Self-Advocacy: Communication for the Student by the Student
By: Marianne Salina, Academic Advising and Assistance (AAA)
Academic Advising is a hub of conversation—we talk with students and professors regularly, we collaborate with colleagues across departments, and we try to touch base with each other on a regular basis. Conversation, in many ways, defines the work we do. More than our love for talking, however, is the great joy we derive from listening to our students and working with them to navigate the questions and challenges they face. Sometimes students need help with course planning or determining a major. In some cases, students may find themselves struggling to get back on track with their academics. When students reach out, it is our goal and a fundamental part of our mission to support them in every way we can.
Our office also engages in quite a bit of conversation with parents. Often parents contact us when they are very concerned about their student’s academic performance. Feeling a sense of panic and desperation, they will call our office with myriad concerns and questions. In the midst of these often long and thorough conversations, however, there exists one particularly troubling omission: the student is not there. The student may not even know this conversation is taking place on his or her behalf.
Our office, as with every other office on campus is careful to adhere to FERPA (Family Education Rights and Privacy Act), which legally protects a student’s privacy and all specific information regarding their academic records, their course schedules, and their professor or faculty advisor information, among other details. In compliance with this law, advisors in our office may only speak in general terms about a student’s performance, respecting and acknowledging legally that a student’s academic life at Gonzaga is indeed his or her own, and the specific details are in the hands of the student to disclose or not disclose with parents.
Now why mention FERPA? Why summon the concept of privacy and a student’s right to disclose? It’s an essential point because there are a surprising number of parent calls and parent visits to our office that leave the student—the very subject of our conversation—out entirely. While this may not seem concerning or alarming news to some, as a professional advisor and former college instructor, I am deeply worried when parents (well-intentioned, to be sure) climb into the driver’s seat and attempt to navigate the many challenges of college life for their student… without their student actively participating in the process. Why so troubling, one may ask? The answer is succinct: There exists no better way to rob a student of a learning opportunity than to do the task of communicating their needs for them.
Now to be clear, we love our GU parents. No doubt about it, Gonzaga’s parents are some of the most compassionate, generous, and deeply devoted members of our community, and we are incredibly fortunate to meet and work with the fine young men and women whom they’ve entrusted under our care and guidance.
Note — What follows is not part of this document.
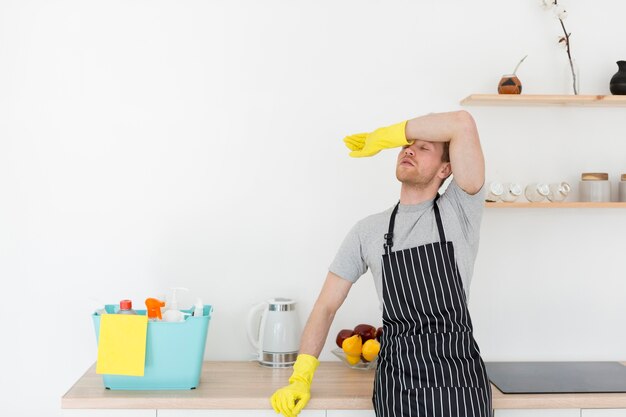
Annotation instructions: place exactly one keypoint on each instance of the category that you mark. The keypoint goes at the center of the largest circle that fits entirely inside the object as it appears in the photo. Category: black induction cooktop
(557, 377)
Our students bring with them tremendous stories and histories, and are stewards of social justice well before they land here. They actively serve in their communities, they are bright, intellectually curious leaders, they are passionate, and they are fully capable of taking on the challenges of higher education here at Gonzaga. In fact, their admission to Gonzaga is testament to their immense potential, which is precisely why we must respect their abilities by granting them some measure of autonomy.
The truth is, students will struggle while they are with us. In fact, if they don’t feel even a bit of the friction that learning requires, we would be gravely concerned. Students will fall, and they will learn to get back up. They will likely know great successes while they are here, and they may experience failure too. My message to our dear parents is this: let them experience all of it. When students learn where and how to ask for help, they are far more likely to repeat the process of inquiry again in the future. When students understand that challenges must be faced head on, by picking up a phone or walking to a particular resource office on campus, they will invariably take this skill of self-advocacy and carry it through their years at GU and well beyond into their chosen field of work.
Parents are a tremendous resource to their students well before, during, and likely well after college; we encourage them to be their student’s biggest cheerleaders and hopefully, a deep well of love and support. We also encourage parents to do the difficult work of letting go when it’s time to send a student to college, to allow their student some space to grow and develop a sense of self advocacy. It may be one of the most valuable skills a student can learn.
Michael Fitzgerald
Dear Marianne, I’d like to take the time to commend you for an excellent essay on this subject. After reading this, I’m convinced that we couldn’t have found a better University if we tried. My son is an incoming freshman and after GEL weekend, I wanted to go to GU. HA HA. You’ve all been so helpful in Fin Aid etc. God bless this school and all the faculty. Sincerely, Michael F.